No primeiro Boletim Focus após a divulgação do índice oficial de inflação de maio, cujo resultado em 12 meses, de 3,6%, é o menor em 10 anos, e veio bem abaixo das estimativas do mercado, os analistas ouvidos pelo Banco Central revisaram para baixo, em 0,19 ponto percentual, a estimativa para o Índice de Preços ao Consumidor Amplo (IPCA) de 2017, de 3,90% para 3,71% - a segunda semana seguida de queda da expectativa - e a de 2018 de 4,40% para 4,37%. As projeções para o Produto Interno Bruto (PIB) também caíram de 0,50% para 0,41% para este ano e de 2,40% para 2,30% em 2018. A estimativa para o ano que vem caiu pela terceira semana seguida.

 

A queda nas projeções para a atividade vão em linha com as análises de economistas ouvidos pelo GLOBO na semana passada, que avaliaram que o processo acelerado de desinflação indica que a atividade ainda está longe de uma retomada, tendo em vista que a queda dos preços tem sido influenciada fortemente pela contração da demanda, reflexo da perda de renda causada pelo desemprego, que já atinge mais de 14 milhões de pessoas e deve encerrar o ano atingindo o recorde de 13% da força de trabalho do país.

 

A expectativa para a taxa de juros básica Selic para 2017 foi mantida em 8,5% pela nona semana seguida e neste mesmo patamar pela 12ª seguida para 2018. Na semana retrasada, o Comitê de Política Monetária (Copom) reduziu a taxa básica de juros (Selic) de 11,25% ao ano para 10,25% ao ano.

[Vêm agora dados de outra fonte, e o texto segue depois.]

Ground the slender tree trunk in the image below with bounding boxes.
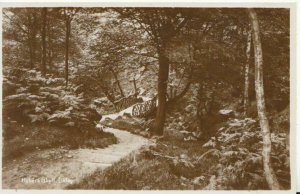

Essa foi a sexta queda seguida e levou os juros básicos do país para o menor nível desde janeiro de 2014. No comunicado, citou a crise política e a incerteza. Depois disso, o mercado passou a apostar em um corte menor, entre 0,5 ponto percentual e 0,75 ponto percentual para a taxa, na próxima reunião do Copom, que ocorre no final de julho. No entanto, após a última quarta-feira, quando da divulgação dos índices de inflação de maio, que vieram bem abaixo do esperado, e do aumento de apostas de deflação para o IPCA de junho, analistas voltaram a apostar em manutenção do ritmo de corte, de 1 ponto percentual, tal como o ocorrido na última reunião do Copom, quando a Selic caiu de 11,25% para 10,25% ao ano. Os analistas ouvidos pelo Focus mantiveram a previsão de corte para julho em 0,75 ponto percentual.

 

Não houve alteração das previsões para o dólar, que deve chegar ao fim deste ano e do próximo um pouco mais alto do que se imaginava inicialmente. Segundo o Boletim Focus, a moeda americana deve ficar em R$ 3,30 no fim de 2017 e em R$ 3,40 ao final de 2018.